I sat alone in my usual seat, two back from Batista and across the narrow aisle from my manager, Hector Quesadilla. Hector played a game he played when he was thinking. He was the best in the world at this game.
He would take a bat, a small one, 31-ounces, something like what Angel Diablo our short-stop used and he’d take an old baseball out of an even older green canvas duffle. Then he’d bounce the ball off the end of the lumber, ten times, 20, 50, 100 or more, like he was handling a ping-pong racket and ball.
“My record,” Hector said, “is 148 bounces. No one in history can come within 50 of my mark.” I tried many times. I never got more than 15.
“Some years ago,” Hector began, “when I was coming to the end of my career as a player, I heard some of the boys on the team call me something I had never heard before.”
Gordo steered the bus into an especially large hole. Some of the boys who were sleeping woke up, startled. One, maybe Ibarra way in the back, screamed. He must have been having a nightmare and the bump scared him out of a bad dream and into a worse one.
Hector picked up a scuffed ball and began again bouncing it against Diablo’s bat. I counted up to 44, then lost count as Hector started speaking.
“I heard to boys saying as I passed, ‘there goes Hector Quesadilla. He is not just another ballplayer. He is una leyenda—a legend.’ ‘Yes,’ said the other boy. ‘He is a living legend. He is another Beto Arroyo.’”
Beto Arroyo was a star of the Mexican League in the 30s and 40s. He had speed, power and grace. Were it not for the color of his skin, he would be mentioned in the same breath as DiMaggio.
The ball bounced askew off of the bat Hector was handling, and as the creaky bus climbed a steep and winding hill, the ball rolled down the long aisle of the bus, from the front to the wide single bench seat at the back, where six boys could sit across, or two could lie across.
“Una leyenda,” I said, laughing. “Did that make you feel old, Hector?
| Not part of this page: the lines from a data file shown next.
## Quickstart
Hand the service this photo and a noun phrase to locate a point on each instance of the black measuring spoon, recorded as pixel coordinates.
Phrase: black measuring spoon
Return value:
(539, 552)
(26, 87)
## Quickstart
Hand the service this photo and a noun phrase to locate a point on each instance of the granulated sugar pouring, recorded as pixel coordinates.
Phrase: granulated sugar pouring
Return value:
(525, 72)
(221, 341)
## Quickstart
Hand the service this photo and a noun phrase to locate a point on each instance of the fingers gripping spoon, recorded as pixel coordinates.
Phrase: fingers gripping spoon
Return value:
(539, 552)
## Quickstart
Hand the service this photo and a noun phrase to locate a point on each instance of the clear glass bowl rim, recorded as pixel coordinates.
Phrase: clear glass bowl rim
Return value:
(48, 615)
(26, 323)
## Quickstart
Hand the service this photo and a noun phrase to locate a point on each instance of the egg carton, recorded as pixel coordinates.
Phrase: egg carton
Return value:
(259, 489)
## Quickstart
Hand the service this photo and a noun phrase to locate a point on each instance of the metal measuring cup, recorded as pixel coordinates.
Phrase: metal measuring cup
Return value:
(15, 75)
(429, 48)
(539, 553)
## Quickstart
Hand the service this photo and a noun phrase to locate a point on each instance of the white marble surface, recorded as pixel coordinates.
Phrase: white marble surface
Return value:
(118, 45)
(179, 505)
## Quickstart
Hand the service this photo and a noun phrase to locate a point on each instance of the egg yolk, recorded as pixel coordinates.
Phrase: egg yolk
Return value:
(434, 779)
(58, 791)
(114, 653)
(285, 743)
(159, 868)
You were 40 and playing with boys half your age.”
Now Hector laughed.
“Some of the boys, I had played with their fathers. I was older even than their fathers. Yes, it made me feel old,” Hector said. He put down Diablo’s bat and reclined in his seat, his back and ass lay flat against the worn vinyl, his feet planted on the floor.
“You cannot be called a legend,” Hector said, “and not feel like Methuselah. Even though I could run faster than many of my team-mates, and hit the ball harder, and throw straighter…”
“No one wants to be called a legend,” I said.
Hector laughed low and deep and phlegmy. His laugh sounded like the growl of the bus’ wheezing diesel. He lay silent on his bench seat.
“You will remember this, Jorge Navidad. Because you, too, will be afflicted someday as I was afflicted back then.
Gordo headed the bus up a steep hill. He grinded through two gears, then three. For a moment it seemed that the bus would not crest the incline. I listened to the engine complain like a sailor shut out of shore leave. It coughed a tubercular cough.
“You listen to me, Jorge. You don't get to be old being a fool. There are hundreds of dead men, young and wise. But no old fools.”
Gordo steered the bus down a long winding hill and downshifted the gears with a noise to shear the gear-teeth off.
“You don’t get to be old being a fool.” And again, he picked up Diablo’s bat and bounced the ball through the night.